The father, trembling, spoke up. “But what if...he marries...another man. Would I have to... disown him?”


Elder-berry shot up suddenly and stood towering like a pillar of fire over the father. “D’YA TEMPT TH’ LORD YER GOD? DO YA THINK TH’ GREAT JEHOVAH A CRUEL TY-RANT? TO DENY TH’ PURE DOCTRINE OF ETERN’L FAMILIES IS TH’ WAY OF TH’ APOSTATE GENTILES!”


He jammed a crooked finger into the father’s face. “Hear me now, Brother! To abandon yer child in this way’s ta folla th’ corrupt doctrine of th’ defiled churches of th' Whore ah Babylon!”


Elder-berry pulled back, breathed calm back into his wiry frame, and sat back down.


“But...what about the traditional family?”

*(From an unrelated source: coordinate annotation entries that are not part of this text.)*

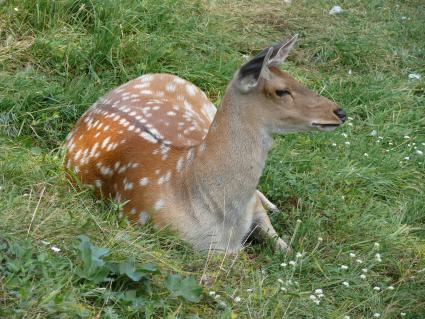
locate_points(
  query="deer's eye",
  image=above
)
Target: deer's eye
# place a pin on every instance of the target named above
(282, 93)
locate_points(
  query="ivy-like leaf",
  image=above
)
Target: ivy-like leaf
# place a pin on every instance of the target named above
(187, 287)
(93, 266)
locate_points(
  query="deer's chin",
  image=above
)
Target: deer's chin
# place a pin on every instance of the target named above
(326, 127)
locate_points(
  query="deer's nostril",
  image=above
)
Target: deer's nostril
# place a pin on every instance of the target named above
(341, 114)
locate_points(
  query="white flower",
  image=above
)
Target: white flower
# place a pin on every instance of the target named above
(335, 10)
(414, 76)
(55, 249)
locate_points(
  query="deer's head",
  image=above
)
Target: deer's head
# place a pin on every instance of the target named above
(283, 104)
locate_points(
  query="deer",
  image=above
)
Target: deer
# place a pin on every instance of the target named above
(158, 145)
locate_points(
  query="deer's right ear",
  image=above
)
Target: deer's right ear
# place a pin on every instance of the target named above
(249, 75)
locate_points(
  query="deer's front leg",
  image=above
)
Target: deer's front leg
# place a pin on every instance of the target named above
(265, 229)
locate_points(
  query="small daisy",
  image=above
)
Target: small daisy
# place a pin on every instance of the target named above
(55, 249)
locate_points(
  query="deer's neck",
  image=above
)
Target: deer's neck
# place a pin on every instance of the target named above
(228, 165)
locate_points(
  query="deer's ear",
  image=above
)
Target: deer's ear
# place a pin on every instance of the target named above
(249, 75)
(283, 52)
(252, 72)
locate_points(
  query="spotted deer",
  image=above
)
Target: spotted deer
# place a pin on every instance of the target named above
(157, 145)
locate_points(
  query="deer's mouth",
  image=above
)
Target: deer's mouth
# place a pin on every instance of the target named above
(325, 126)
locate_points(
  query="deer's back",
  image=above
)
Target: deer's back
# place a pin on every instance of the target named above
(136, 139)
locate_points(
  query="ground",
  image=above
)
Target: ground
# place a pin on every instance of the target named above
(351, 201)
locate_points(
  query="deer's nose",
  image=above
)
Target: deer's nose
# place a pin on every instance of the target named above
(341, 114)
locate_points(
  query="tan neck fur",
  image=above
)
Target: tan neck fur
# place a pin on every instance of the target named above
(228, 165)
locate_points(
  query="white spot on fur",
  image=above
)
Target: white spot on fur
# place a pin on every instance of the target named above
(143, 218)
(191, 89)
(144, 181)
(148, 137)
(159, 204)
(179, 165)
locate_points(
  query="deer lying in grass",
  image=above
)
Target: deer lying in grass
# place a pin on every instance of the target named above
(156, 145)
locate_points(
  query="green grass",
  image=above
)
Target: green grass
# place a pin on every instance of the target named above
(58, 57)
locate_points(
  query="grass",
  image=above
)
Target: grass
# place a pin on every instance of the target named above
(357, 191)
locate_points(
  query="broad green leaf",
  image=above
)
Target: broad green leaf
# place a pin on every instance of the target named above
(187, 287)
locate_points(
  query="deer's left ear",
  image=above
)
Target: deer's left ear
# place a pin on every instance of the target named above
(251, 73)
(283, 52)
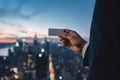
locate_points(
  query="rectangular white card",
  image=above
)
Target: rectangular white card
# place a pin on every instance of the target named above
(55, 32)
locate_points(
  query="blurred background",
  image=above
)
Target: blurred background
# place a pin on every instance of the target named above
(26, 50)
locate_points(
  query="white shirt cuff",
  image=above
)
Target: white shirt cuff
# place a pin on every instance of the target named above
(84, 49)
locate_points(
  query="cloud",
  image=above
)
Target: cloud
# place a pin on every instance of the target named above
(23, 31)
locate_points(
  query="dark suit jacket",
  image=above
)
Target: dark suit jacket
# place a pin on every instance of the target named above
(104, 47)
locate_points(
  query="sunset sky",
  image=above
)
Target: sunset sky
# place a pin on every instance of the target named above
(24, 18)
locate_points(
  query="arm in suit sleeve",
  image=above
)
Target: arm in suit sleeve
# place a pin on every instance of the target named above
(85, 53)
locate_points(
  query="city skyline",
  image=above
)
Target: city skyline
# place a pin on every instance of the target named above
(24, 18)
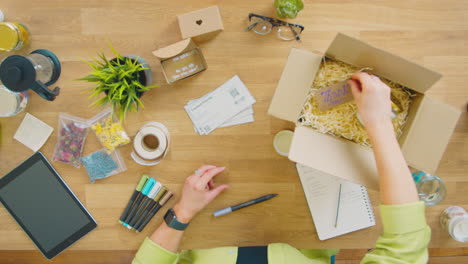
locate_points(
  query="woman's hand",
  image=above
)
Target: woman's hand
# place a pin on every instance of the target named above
(198, 191)
(372, 98)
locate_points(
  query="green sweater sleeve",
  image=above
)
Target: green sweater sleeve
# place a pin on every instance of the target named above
(149, 253)
(405, 236)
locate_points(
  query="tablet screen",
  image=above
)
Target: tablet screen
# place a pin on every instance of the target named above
(43, 205)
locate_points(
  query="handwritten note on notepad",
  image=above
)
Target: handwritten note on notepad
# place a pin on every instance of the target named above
(321, 191)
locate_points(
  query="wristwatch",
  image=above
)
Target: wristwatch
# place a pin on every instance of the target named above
(171, 220)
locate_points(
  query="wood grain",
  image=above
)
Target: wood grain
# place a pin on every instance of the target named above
(431, 32)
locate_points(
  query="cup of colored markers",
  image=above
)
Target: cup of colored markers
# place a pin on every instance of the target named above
(149, 196)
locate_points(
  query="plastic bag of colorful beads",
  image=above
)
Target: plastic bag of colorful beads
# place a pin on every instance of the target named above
(70, 140)
(101, 164)
(109, 130)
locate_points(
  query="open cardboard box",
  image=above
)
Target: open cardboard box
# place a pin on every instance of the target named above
(181, 60)
(426, 133)
(201, 24)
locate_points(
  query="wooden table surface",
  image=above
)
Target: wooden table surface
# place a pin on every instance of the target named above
(433, 33)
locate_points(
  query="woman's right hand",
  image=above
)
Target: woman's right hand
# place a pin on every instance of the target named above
(198, 191)
(372, 98)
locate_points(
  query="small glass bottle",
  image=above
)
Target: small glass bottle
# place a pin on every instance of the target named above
(431, 189)
(455, 220)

Elder-berry smiled. “Brother, I have nine daughters. Each one takes after their mothers. My family is a strange one that th’ world doesn’t understand, but one that th’ LORD accepts. In my Celestial abode I s’pect ta feast at a full dinnin’ table with m’ wives and daughters and have no empty seats. I see no reasons why ya can’t s’pect a full table as well.”


In that moment he saw Elder-berry’s jagged, lurpy form anew. Long arms, once spider like, were now limbs that had wrestled with God. Knees that cracked and crumbled were now the cornerstones of a million prayers. That ghoulish face was now a face wrinkled and withered from ever trudging towards the burning brightness of heaven. Elder-berry's body was the crumbling vessel of a holy inferno.


The father left that meeting with a lighter soul. But his mind was filled with new questions. Chief among those questions was:


“What is to be done with Elder-berry?”